Aspen has history, American Downhiller history. Bill Johnson won here, AJ Kitt won and was then robbed of his victory here, not once but twice, as a result of races being called or nullified by protests from German and French coaches. Since AJ's races, there haven’t been any World Cup downhills held on this track. But there have been several NorAms. Travis Ganong was racing NorAms at the time and knows this downhill track, so expect Travis to have a comfortable feeling in the downhill.

Right out of the start the track has a lot of gliding. You have to put a lot of energy into your start and get up to speed as fast as possible. At around 30 seconds the course picks up (speed and difficulty) as you drop into Aztec Bowl. It is a major gearshift from the top, changing from wide-open glide turns into steep, dark, rough, sharp turns.

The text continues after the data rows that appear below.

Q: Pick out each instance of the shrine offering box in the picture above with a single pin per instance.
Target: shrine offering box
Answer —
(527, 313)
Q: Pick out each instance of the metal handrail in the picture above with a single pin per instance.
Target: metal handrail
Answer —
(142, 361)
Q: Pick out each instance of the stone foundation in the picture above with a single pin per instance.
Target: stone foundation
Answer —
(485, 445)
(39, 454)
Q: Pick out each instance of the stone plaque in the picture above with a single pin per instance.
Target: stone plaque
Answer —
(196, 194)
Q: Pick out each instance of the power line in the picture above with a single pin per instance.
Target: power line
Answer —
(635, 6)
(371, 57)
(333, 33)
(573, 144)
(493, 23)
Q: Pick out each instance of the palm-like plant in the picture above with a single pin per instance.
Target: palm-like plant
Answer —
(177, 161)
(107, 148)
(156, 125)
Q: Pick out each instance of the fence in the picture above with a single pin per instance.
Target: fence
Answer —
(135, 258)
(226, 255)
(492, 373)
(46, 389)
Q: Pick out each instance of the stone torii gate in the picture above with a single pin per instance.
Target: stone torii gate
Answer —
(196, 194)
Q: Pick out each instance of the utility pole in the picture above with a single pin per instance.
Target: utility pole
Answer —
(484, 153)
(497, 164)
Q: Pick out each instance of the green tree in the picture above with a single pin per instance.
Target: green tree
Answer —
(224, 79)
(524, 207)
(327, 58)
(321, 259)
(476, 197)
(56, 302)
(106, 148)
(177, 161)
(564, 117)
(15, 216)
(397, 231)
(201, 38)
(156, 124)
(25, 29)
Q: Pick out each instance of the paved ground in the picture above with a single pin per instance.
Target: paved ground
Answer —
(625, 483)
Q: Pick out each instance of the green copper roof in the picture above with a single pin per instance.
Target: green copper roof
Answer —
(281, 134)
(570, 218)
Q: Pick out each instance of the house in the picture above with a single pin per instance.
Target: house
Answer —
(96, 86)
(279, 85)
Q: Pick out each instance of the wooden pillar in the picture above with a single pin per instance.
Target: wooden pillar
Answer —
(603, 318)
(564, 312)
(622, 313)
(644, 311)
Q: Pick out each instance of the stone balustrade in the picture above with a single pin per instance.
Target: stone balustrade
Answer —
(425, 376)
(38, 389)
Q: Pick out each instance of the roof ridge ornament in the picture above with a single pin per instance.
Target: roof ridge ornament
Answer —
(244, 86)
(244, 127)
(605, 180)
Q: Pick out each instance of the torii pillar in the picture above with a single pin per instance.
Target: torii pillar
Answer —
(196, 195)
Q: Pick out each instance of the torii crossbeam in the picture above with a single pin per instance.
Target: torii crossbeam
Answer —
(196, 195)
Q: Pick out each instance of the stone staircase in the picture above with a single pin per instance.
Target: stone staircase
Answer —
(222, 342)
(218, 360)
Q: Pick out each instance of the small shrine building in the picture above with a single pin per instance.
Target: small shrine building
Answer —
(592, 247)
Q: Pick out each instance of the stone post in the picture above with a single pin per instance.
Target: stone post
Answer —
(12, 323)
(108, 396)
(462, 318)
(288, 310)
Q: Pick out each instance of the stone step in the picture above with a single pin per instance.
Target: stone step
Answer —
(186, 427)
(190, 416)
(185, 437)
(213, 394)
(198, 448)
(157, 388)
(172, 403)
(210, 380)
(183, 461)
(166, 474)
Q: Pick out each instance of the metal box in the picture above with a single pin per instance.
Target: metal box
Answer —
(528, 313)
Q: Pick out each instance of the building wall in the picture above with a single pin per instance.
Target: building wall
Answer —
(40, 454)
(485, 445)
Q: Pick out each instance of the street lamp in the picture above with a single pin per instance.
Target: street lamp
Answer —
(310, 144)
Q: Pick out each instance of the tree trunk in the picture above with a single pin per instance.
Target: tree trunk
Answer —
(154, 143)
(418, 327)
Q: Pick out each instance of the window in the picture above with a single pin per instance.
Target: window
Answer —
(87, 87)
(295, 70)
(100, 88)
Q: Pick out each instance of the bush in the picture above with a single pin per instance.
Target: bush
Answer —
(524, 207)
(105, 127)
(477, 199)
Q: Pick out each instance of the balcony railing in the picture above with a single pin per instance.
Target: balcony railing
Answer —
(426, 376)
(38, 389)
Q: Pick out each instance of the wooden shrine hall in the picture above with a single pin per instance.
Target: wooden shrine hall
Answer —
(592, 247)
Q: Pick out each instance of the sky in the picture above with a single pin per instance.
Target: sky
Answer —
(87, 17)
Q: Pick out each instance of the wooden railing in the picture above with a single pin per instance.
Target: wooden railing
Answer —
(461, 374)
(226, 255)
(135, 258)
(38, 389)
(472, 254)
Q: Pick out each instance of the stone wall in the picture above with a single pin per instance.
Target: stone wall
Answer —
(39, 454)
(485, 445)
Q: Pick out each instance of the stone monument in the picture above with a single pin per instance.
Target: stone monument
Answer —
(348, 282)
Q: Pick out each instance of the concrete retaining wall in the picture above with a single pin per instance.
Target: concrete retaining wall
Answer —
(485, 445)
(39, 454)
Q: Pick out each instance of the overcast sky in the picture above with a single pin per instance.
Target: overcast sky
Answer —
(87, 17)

You need to ski well on Aztec, but nail the bottom where you carry speed out of Aztec Bowl onto the cat track to the final sections of the piste approaching the next section, Strawpile jump.

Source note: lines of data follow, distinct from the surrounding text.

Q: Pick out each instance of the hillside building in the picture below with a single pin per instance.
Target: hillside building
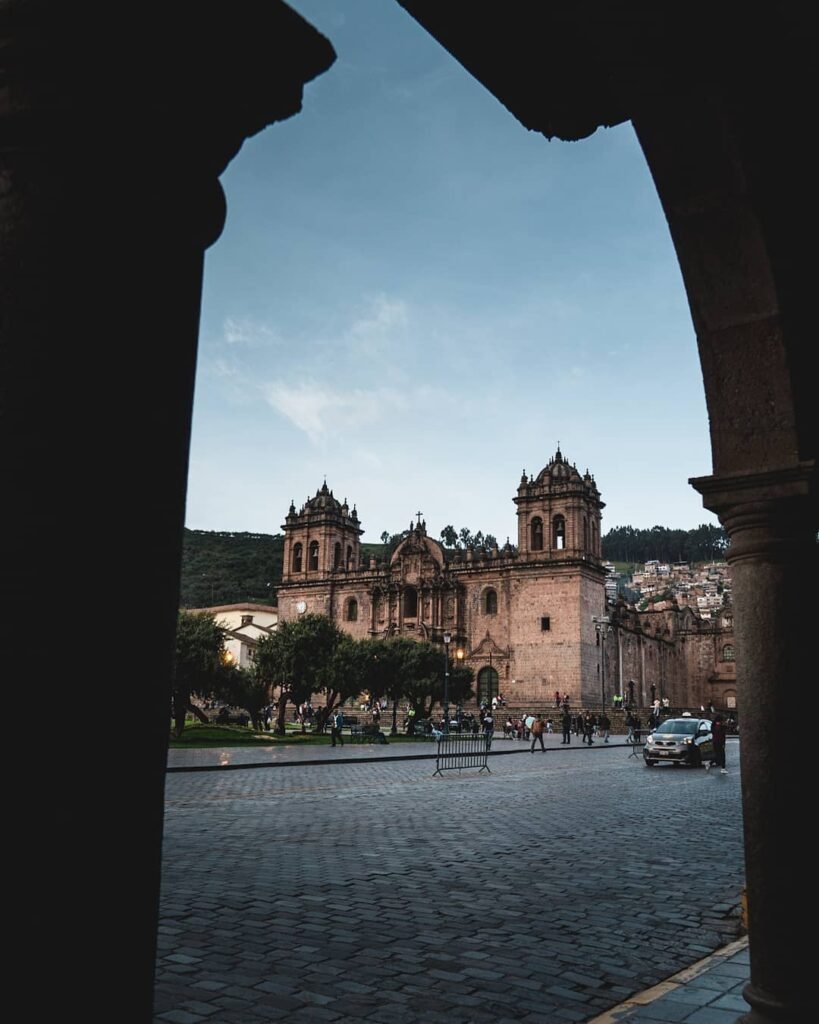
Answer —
(528, 621)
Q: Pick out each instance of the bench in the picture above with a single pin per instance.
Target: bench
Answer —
(229, 719)
(367, 734)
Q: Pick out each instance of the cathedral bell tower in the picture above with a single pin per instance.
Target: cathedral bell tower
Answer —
(320, 540)
(559, 514)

Strawpile is at the end of the cat track after the Aztec Bowl. If you carry good speed off the cat track, racers can fly as much as 30-40 meters off Strawpile into the final section of the track.

After Strawpile jump, the hill shifts into a more moderate pitch with more rolls and a few smaller jumps. You again shift gears to a more calculating approach using the terrain to maximize your speed to the bottom. Look for Travis to nail the bottom of the course.

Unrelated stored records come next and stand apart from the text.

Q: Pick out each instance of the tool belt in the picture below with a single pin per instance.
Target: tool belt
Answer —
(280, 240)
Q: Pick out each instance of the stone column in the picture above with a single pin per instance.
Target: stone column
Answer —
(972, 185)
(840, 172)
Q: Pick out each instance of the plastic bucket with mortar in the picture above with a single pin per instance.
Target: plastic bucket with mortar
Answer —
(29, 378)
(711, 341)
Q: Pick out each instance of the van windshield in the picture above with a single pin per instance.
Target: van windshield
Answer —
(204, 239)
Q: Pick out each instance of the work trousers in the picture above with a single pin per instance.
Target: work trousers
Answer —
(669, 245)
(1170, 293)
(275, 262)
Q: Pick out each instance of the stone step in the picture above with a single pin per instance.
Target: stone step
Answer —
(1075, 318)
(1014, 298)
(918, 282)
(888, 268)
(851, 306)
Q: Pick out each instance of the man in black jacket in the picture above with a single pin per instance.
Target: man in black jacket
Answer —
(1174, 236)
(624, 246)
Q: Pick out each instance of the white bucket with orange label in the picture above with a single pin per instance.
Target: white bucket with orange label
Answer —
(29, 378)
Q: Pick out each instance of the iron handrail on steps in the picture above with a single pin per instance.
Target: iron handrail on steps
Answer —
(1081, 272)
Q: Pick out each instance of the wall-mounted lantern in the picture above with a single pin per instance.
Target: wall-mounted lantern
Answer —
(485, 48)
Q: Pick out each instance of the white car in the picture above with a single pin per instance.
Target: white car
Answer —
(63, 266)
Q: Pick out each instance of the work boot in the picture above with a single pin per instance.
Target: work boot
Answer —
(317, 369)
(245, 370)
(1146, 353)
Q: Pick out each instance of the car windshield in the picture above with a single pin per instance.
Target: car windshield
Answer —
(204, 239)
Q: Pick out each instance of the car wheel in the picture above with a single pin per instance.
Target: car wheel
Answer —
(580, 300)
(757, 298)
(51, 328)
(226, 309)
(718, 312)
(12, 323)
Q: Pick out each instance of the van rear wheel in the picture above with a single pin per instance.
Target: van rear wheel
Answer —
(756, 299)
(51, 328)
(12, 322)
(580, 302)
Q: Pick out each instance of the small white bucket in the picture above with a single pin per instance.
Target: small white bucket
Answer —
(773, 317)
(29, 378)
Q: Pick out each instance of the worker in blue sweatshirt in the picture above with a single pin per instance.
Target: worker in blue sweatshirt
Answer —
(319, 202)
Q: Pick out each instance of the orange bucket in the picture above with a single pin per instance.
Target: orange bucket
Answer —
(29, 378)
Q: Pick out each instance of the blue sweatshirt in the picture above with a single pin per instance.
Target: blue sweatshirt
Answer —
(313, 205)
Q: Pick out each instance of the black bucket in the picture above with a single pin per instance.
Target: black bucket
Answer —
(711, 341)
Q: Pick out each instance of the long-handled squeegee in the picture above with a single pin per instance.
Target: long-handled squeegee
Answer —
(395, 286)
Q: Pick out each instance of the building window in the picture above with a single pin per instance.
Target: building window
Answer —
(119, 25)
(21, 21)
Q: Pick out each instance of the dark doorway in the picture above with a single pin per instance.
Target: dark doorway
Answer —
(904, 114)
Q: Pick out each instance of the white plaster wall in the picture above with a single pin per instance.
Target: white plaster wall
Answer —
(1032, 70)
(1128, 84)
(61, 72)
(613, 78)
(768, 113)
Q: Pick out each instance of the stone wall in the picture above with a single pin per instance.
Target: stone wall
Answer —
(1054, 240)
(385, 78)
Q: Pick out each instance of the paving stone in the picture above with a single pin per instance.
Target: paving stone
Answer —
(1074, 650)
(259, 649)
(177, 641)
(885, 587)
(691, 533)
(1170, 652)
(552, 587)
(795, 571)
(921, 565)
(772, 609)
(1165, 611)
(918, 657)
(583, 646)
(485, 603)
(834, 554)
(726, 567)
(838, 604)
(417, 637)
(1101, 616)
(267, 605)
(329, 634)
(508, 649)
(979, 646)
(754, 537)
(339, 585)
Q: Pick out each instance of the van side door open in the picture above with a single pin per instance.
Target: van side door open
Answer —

In the Super G, expect the downhillers to overtake the technical skiers. The Super G starts at the top of Aztec and should be a classic. It will be a 'run and gun' type Super G—faster and less turny. It'll be technical up top but will then straighten out where speeds will pick up the last two-thirds of the course.

US Men Speed Event Qualifiers
Travis Ganong (DH, SG)
Sam Morse (DH as Junior World Champion)
Andrew Weibrecht (SG)

Nyman's Picks for the Men's Speed Events
Kjetil Jansrud (NOR) already has the Super G title, wants to double-down with the downhill
Peter Fill (ITA) hot on Jansrud's tails and will leave nothing on the hill
Dominick Paris (ITA) this big guy will carry more gliding speed at the top
Beat Feuz (SUI) strong all-around skier, great glider and good in the technical sections
Eric Guay (CAN) excellent glider and on top of his game right now
Travis Ganong (USA) expect him to make time on the bottom and contend

Super G
Kjetil Jansrud (NOR) already has the title, but don't expect him to back off, he wants the win
Aleksander Kilde (NOR) won the title last season, strong results this year, wants a podium
Hannes Reichelt (AUT) knows how to inspect, could have an advantage on this course
Eric Guay (CAN) was very fast in speed events at World Championships, won two medals American Downhillers Weibrecht and Ganong—expect them to go hard on home snow!